US Officials Not Ready to Dismiss Russia’s Anti-Aircraft Missiles, Despite Shortcomings in Ukraine
The U.S. has invested heavily in expensive stealth aircraft that can evade detection from Russian interceptors.
For more than two decades, U.S. military leaders have argued that a combination of stealth aircraft and missiles, combined with invisible electronic weapons, would be needed to defeat Russia’s sophisticated air defenses.
But two weeks into Moscow’s invasion of Ukraine, Russian forces still don’t have control of the skies, allowing decades-old, non-stealthy, Ukrainian Air Force MiG and Sukhoi fighter jets to keep flying. Still, U.S. officials are hesitant to question the technical abilities of Russia’s surface-to-air missiles. Instead, they point to a slew of other factors that have allowed the Ukrainian military to blunt Moscow’s advances. They also point to Ukraine’s successful use of Russian-made weapons in their possession.

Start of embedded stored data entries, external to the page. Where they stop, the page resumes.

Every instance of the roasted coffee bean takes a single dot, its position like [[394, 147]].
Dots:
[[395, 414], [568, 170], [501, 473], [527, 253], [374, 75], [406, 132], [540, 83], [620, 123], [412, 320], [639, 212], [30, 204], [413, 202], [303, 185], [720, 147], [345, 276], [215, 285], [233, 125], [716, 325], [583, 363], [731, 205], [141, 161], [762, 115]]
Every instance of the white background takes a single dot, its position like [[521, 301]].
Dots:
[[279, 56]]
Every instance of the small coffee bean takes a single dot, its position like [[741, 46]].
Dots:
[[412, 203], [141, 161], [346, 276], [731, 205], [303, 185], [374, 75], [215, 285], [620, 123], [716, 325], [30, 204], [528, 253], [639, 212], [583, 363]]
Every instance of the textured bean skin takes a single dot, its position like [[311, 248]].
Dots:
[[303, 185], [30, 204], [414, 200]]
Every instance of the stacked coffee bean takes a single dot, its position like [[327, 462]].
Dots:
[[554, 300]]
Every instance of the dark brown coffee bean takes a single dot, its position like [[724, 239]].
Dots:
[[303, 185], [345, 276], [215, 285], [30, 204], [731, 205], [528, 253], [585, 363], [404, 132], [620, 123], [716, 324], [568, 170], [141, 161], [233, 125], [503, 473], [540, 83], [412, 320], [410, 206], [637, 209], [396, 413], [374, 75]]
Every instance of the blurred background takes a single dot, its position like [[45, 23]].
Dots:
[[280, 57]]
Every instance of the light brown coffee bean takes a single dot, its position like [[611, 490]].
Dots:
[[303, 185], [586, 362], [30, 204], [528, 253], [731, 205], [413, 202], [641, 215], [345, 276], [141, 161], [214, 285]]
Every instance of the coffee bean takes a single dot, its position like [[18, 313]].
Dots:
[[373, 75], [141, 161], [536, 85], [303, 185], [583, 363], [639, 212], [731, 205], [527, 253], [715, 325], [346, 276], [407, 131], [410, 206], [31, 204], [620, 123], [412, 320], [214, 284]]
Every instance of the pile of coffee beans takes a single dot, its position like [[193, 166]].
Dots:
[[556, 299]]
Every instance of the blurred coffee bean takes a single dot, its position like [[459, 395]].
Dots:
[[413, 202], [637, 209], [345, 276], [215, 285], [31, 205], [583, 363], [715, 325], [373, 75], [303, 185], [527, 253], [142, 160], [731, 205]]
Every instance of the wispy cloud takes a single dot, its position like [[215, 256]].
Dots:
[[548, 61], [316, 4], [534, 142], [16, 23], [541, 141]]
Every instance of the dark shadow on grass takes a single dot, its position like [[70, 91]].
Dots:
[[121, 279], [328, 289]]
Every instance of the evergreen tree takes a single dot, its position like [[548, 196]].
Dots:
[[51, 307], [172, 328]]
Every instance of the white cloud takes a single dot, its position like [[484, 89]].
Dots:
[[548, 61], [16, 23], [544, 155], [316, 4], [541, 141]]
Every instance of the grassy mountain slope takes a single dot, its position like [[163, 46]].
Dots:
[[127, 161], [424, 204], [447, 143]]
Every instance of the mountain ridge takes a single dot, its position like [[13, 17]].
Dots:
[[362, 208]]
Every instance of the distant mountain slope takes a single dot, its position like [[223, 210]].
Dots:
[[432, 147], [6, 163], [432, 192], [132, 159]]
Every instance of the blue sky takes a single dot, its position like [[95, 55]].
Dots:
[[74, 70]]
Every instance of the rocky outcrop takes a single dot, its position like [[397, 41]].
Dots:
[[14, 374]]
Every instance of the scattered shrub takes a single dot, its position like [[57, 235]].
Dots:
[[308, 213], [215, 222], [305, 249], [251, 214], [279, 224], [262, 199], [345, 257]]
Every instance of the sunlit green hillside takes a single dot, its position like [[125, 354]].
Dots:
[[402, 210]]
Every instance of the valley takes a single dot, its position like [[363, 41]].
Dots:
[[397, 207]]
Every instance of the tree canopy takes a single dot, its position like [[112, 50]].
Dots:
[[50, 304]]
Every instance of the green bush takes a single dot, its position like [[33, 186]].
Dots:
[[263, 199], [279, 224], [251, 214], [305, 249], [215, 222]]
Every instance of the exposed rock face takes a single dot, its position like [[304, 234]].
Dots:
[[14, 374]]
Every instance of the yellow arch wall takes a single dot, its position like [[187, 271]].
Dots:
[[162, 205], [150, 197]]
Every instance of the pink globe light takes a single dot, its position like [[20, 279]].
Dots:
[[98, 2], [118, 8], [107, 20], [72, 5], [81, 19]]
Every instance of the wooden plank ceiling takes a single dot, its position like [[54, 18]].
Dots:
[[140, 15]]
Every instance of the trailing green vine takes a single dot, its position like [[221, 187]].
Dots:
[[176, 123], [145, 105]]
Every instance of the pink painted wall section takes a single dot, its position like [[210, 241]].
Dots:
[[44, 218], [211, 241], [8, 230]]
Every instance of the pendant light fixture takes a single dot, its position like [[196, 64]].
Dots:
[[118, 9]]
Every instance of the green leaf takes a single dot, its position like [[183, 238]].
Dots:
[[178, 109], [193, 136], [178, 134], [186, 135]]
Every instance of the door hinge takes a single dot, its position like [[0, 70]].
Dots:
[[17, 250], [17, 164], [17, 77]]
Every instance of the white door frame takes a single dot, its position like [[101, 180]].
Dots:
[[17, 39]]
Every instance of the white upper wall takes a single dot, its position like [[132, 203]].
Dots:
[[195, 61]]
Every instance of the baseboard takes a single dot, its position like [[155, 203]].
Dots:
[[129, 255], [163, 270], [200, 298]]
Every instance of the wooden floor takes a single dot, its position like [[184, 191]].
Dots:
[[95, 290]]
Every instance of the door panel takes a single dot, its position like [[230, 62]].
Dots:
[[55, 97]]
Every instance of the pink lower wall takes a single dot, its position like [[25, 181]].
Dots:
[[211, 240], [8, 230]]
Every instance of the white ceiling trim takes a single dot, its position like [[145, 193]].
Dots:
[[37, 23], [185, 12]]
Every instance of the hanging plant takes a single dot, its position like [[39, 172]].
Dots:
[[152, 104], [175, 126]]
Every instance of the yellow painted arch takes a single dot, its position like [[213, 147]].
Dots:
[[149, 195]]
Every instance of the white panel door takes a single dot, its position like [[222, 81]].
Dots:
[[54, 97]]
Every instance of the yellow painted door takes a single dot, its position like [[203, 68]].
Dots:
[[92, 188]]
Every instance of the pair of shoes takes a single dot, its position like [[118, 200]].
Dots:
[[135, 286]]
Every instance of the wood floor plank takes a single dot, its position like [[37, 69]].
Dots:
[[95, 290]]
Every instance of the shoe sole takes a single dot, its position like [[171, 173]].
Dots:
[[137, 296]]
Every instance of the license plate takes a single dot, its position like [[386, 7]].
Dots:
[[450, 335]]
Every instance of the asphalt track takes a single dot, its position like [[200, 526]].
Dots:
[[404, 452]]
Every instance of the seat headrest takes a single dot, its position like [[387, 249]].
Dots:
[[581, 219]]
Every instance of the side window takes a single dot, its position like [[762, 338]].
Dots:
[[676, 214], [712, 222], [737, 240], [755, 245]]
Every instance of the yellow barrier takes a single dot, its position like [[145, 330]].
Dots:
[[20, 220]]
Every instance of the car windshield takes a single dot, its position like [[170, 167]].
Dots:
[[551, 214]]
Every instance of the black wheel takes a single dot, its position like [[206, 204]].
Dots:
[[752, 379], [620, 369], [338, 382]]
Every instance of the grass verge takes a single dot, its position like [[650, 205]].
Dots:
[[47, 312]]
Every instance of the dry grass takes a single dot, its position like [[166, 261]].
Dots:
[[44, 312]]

“The Russian air defense units … operated by the Ukrainians, they're pretty capable systems,” Gen. Mark Kelly, the head of the U.S. Air Force’s Air Combat Command, said Wednesday at the McAleese and Associates Defense Programs conference in Washington. “The Russians themselves—I think, and think is the key word—is that they're struggling with fighting Russian systems and they're not adhering to Russian doctrine.”
Russian forces have been unable to achieve what the military calls air superiority—basically shooting down any opposing aircraft in the sky. This has allowed Ukrainian fighter jets and drones to successfully strike Russian forces. Controlling the skies is critical, because it allows ground troops to advance without worrying about aircraft bombing them.
“It's surprised everybody, I think, that the Russians have not suppressed the Ukrainian air defenses more quickly,” said Thomas Karako, a missile defense expert at the Center for Strategic and International Studies. “They [Russia] reportedly sent in 500-plus missiles of various kinds, but the reports are that the Ukrainian air defenses, of some kind, and Ukrainian aircraft are still operating. That's really astonishing.”
Russia’s forces in Ukraine have faced well-documented morale and logistics issues. Embarrassing pictures and videos have been posted to social media of abandoned armored vehicles and missile launchers.
“It's clearly performing below expectations at a macro level,” Karako said of Russia’s weapons. “It's hard to judge how it's performing technically when so much stuff is getting abandoned, when they have logistics problems, and all these other tertiary factors going on.”
Despite Russia’s battlefield shortcomings, U.S. officials say that Russia’s missile defenses on its own soil are much more sophisticated. Russian bases are better protected by what Kelly called “layer upon layer upon layer” of sophisticated S-300 and S-400 interceptors.
“They can operate pretty [safely] from their main air bases with that layer of air defense over them,” Kelly said.
Russia also has more than five dozen nuclear-armed interceptors, according to the Pentagon’s 2019 Missile Defense Review. It is also developing the S-500, “an even more modern and technologically advanced air and missile defense system to augment the S-300 and S-400” and has shared missile defense technology with China and Iran, the review states.
Russia’s air defenses, particularly its S-300 and S-400 surface-to-air missile batteries, have driven the U.S. military to invest heavily in expensive stealth aircraft that can evade detection for these interceptors’ radars. It’s planning to spend hundreds of billions of dollars on thousands of F-35 stealth fighters and planning to spend billions on at least 100 B-21 stealth bombers. The Pentagon has also invested in stealthy, long-range cruise missiles that can fly hundreds of miles after being fired. In recent years, Air Force officials agreed to buy new updated, but non-stealth F-15 fighters.
For nearly a decade, the Air Force has been trying to retire the A-10, a slow-flying attack plane with the sole mission of helping troops on the ground. Generals have argued in favor of fast-flying, multirole jets like the F-35 stealth fighter that can strike targets in the air and on the ground. But after several unsuccessful attempts to put the A-10 out to pasture, Air Force leaders have said they will keep the planes around and even install new wings on them.
A similar debate is emerging with MQ-9 Reaper, a high-flying drone that can remain airborne for an entire day gathering intelligence, and bomb targets if needed. Air Force officials say the pilotless turboprop’s major shortfall is its inability to defend itself from surface-to-air missiles.
“The MQ-9 is an uncontested environment type of platform,” Air Force Secretary Frank Kendall said last month in an interview with Defense One. “There are some things you can do to make it less so, but it's still going to be a relatively vulnerable platform with limited capabilities.”